CoQ10 has shown protective effects in the nigrostriatal dopaminergic system in many preclinical studies of PD (Liu et al. 2011). Mitochondrial dysfunction has been strongly associated with PD and, probably for this reason, CoQ10 levels are significantly lower in mitochondria from PD patients. A randomised, placebo controlled and double-blind study performed in these patients demonstrated that a CoQ10 dose as high as 1200 mg/day, was safe and reduced the worsening of PD (Shults et al. 2002). Treatment with CoQ10 was accompanied by significant increases in plasma levels of CoQ10 and a higher NADH-cytochrome C reductase activity in white blood cells (Shults et al. 2002). Everyday activities of the patients, such as dressing, bathing and feeding, were significantly improved with the treatment with CoQ10. Accordingly with this study, another placebo-controlled, double-blind trial showed that CoQ10 supplementation provided a mild but significant benefit on PD patients in comparison with (Muller et al. 2003).

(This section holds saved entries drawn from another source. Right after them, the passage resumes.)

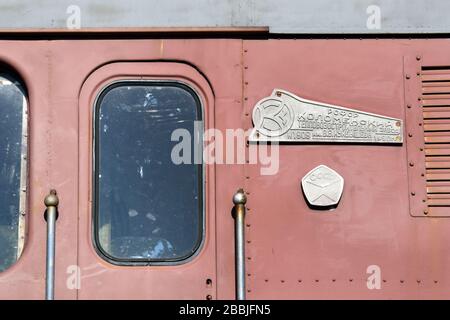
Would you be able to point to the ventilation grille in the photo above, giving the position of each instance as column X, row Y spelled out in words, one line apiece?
column 436, row 124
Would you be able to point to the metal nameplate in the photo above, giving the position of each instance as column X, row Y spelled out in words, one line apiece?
column 284, row 117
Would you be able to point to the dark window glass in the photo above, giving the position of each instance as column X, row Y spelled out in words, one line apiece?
column 12, row 170
column 147, row 208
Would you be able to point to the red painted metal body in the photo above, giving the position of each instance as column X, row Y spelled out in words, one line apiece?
column 293, row 252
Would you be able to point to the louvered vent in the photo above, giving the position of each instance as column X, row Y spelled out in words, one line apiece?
column 436, row 123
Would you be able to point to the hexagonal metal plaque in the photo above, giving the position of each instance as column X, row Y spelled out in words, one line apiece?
column 322, row 186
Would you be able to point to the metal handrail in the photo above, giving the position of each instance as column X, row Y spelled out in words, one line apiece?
column 51, row 214
column 239, row 200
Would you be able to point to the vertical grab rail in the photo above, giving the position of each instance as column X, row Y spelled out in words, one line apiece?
column 239, row 200
column 51, row 214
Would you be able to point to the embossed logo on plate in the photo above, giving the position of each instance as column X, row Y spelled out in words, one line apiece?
column 323, row 186
column 284, row 117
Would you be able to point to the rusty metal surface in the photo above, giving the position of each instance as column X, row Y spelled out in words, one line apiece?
column 292, row 252
column 298, row 253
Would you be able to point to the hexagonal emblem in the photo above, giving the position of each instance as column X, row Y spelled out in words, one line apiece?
column 323, row 186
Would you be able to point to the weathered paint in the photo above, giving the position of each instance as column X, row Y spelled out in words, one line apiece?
column 293, row 251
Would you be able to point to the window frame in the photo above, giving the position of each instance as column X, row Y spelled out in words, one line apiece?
column 9, row 74
column 169, row 82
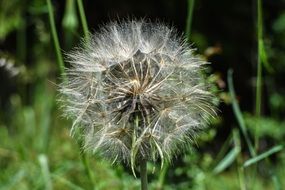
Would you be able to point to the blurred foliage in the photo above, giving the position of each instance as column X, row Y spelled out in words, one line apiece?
column 36, row 150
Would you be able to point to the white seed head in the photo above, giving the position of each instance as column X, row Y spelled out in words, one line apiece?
column 137, row 92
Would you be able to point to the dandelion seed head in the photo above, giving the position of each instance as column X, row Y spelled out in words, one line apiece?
column 137, row 92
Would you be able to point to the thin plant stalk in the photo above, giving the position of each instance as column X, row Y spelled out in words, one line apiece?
column 190, row 9
column 61, row 67
column 143, row 172
column 83, row 20
column 258, row 95
column 55, row 39
column 87, row 39
column 162, row 176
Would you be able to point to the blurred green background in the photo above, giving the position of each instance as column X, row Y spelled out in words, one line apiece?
column 243, row 147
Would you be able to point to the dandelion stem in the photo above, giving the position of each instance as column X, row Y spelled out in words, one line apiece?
column 258, row 95
column 189, row 17
column 143, row 171
column 55, row 39
column 83, row 20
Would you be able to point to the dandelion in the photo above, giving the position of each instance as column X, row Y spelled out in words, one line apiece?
column 137, row 92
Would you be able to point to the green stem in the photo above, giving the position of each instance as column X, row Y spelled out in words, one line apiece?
column 190, row 9
column 83, row 20
column 162, row 176
column 258, row 95
column 87, row 169
column 143, row 172
column 55, row 39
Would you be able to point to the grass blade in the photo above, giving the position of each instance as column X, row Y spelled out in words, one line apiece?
column 45, row 171
column 238, row 113
column 231, row 156
column 190, row 9
column 83, row 20
column 263, row 155
column 55, row 39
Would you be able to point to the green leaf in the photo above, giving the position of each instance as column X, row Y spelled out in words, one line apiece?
column 231, row 156
column 238, row 113
column 263, row 155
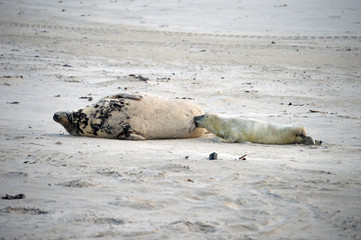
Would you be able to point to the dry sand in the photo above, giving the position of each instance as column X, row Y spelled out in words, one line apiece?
column 273, row 61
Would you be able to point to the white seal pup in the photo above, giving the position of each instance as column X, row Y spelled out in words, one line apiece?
column 243, row 129
column 133, row 117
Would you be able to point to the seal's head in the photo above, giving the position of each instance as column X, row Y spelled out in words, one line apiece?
column 205, row 120
column 66, row 120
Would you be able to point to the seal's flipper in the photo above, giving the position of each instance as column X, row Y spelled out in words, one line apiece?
column 127, row 96
column 135, row 137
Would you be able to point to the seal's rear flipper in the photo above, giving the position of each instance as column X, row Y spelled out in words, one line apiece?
column 127, row 96
column 135, row 137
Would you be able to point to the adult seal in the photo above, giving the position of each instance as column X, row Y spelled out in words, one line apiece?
column 133, row 117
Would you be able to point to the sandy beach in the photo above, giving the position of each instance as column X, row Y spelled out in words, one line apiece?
column 286, row 62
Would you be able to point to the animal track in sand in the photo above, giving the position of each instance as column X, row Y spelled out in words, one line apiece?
column 229, row 41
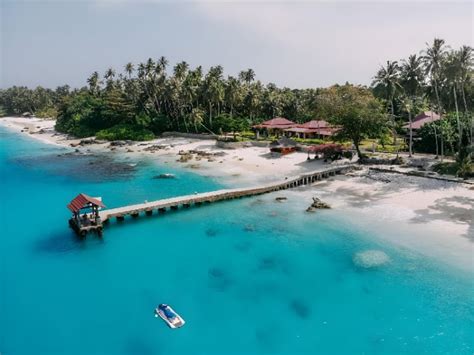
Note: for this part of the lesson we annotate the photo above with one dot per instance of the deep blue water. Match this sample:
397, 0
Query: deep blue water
249, 276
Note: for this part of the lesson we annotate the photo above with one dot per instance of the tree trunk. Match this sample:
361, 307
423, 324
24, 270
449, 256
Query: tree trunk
436, 141
457, 119
411, 135
394, 132
356, 145
440, 117
210, 113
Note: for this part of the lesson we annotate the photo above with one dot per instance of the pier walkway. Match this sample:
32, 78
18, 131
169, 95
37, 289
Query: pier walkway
207, 197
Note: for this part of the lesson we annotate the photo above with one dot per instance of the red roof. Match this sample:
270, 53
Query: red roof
81, 201
277, 122
315, 124
423, 118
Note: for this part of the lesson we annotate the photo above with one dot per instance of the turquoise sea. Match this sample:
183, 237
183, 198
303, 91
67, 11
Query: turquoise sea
249, 276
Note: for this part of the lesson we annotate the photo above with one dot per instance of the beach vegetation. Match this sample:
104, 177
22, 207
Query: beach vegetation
154, 96
357, 112
125, 132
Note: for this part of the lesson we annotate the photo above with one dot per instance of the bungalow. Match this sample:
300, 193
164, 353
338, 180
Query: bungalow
422, 119
312, 129
276, 125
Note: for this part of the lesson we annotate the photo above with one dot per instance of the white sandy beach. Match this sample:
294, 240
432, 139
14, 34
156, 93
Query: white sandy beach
432, 217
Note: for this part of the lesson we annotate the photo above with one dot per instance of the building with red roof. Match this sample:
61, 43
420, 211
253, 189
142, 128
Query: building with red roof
90, 219
312, 129
422, 119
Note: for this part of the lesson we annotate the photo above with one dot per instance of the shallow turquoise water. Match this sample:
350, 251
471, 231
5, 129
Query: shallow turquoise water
250, 276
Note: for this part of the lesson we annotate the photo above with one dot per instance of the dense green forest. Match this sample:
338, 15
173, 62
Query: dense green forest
152, 97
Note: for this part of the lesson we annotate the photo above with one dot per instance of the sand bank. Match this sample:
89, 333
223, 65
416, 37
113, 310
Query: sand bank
430, 216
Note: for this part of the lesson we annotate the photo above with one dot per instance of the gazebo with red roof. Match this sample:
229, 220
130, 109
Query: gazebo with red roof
85, 214
313, 128
277, 125
422, 119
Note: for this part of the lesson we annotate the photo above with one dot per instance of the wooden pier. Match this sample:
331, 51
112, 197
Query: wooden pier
160, 206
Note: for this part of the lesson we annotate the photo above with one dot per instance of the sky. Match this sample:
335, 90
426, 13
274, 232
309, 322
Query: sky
295, 44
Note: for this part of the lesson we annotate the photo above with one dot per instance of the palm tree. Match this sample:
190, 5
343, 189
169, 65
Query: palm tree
452, 73
433, 58
233, 93
465, 58
247, 76
93, 82
388, 78
162, 63
411, 79
196, 116
109, 77
129, 69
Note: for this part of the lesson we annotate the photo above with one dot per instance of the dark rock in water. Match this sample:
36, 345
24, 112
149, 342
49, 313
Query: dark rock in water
370, 259
211, 232
249, 228
216, 272
87, 141
219, 279
118, 143
317, 204
83, 167
164, 176
268, 263
300, 308
243, 247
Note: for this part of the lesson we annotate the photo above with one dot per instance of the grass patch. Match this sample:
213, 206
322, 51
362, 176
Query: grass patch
125, 132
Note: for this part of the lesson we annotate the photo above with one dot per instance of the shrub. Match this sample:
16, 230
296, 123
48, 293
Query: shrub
125, 132
47, 112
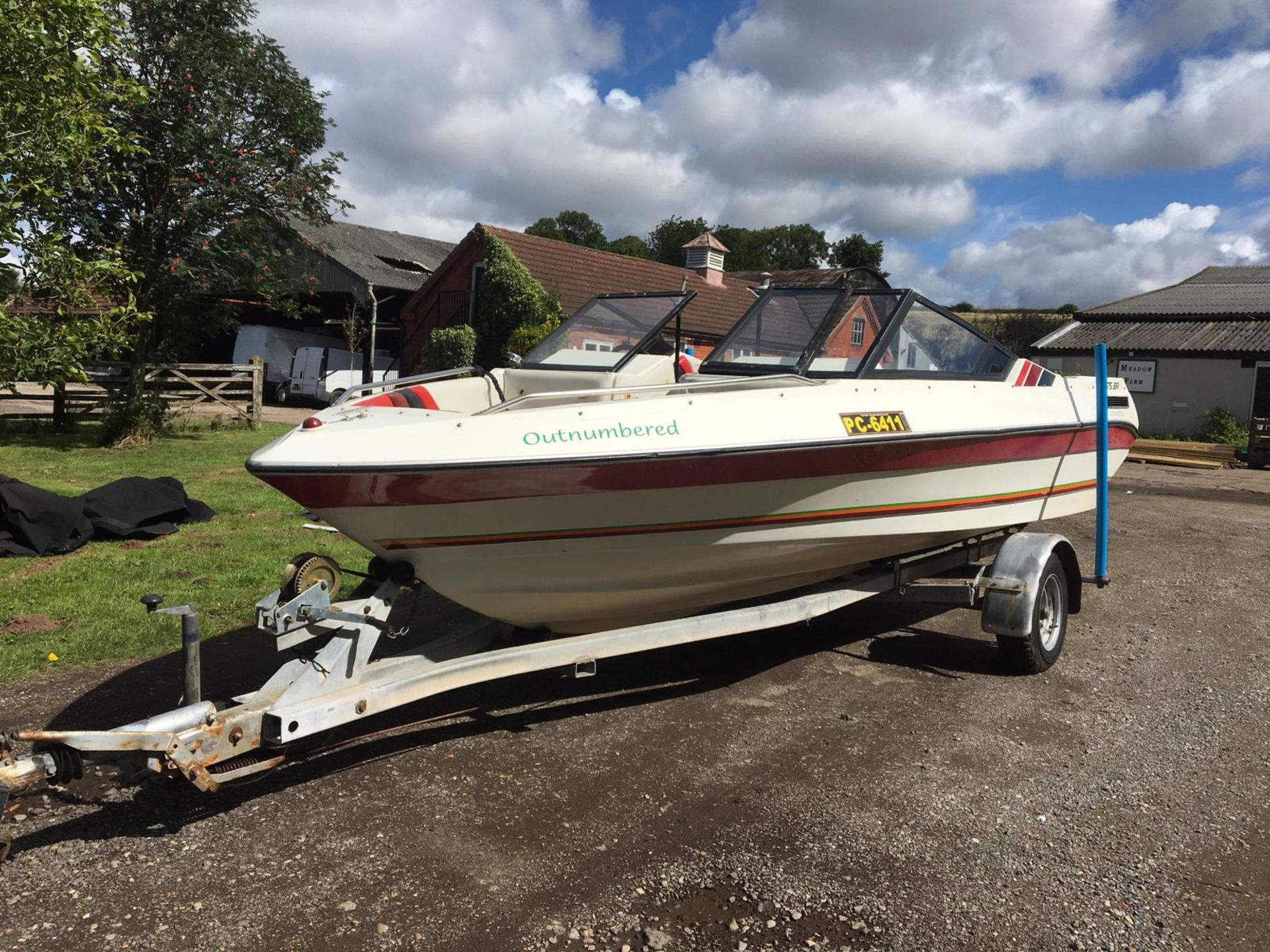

In the case of HD, strong evidence indicate the existence of early oxidative stress. As in the other cases, this oxidative stress is coupled with mitochondrial dysfunction and the impairment of energy metabolism in which the deficiency in CoQ10 can be an important factor (Stack et al. 2008). In HD patients, CoQ10 doses, ranging from 600 to 1200 mg/day were tested during six-months in an open-label trial. Although no significant effect on clinical scores were found, the treatment with CoQ10 significantly decreased the levels of cortical lactate concentrations. This decrease was reversed following withdrawal of therapy indicating a protective effect of CoQ10 supplementation (Delanty and Dichter 1998). Again, the effect of CoQ10 in the behaviour of metabolic markers indicate the bioenergetics effect of oral CoQ10 in the mitochondrial metabolism of brain (Koroshetz et al. 1997).

4 Conclusions

The importance of CoQ10 is because this quinone is not just an agent in the transit of electrons in energy transduction in mitochondria. CoQ10 is a strong antioxidant able to regenerate the redox capacity in many tissues and organs. In normal conditions, its biosynthesis in mitochondria and endoplasmic reticulum provides sufficient CoQ10, but in some conditions such as genetic failure or aging and age-related diseases, CoQ10 deficiency can be an important factor in the progression of incapacity or disease. A number of studies have demonstrated that CoQ10 can be easily and safely used as nutritional supplement to delay and mitigate the effects caused by its depletion.

The clear beneficial effects of CoQ10 are reinforced because its excellent safety record. CoQ10 is very well tolerated even at high doses and for prolonged periods with null or very limited side effects. However, it is necessary to increase the research to determine the appropriate dose, effectiveness, and to increase the bioavailability of orally administered CoQ10, specially, in the elderly. Further, a promising strategy can be centred in the design of therapeutic agents that increment the endogenous synthesis of CoQ10.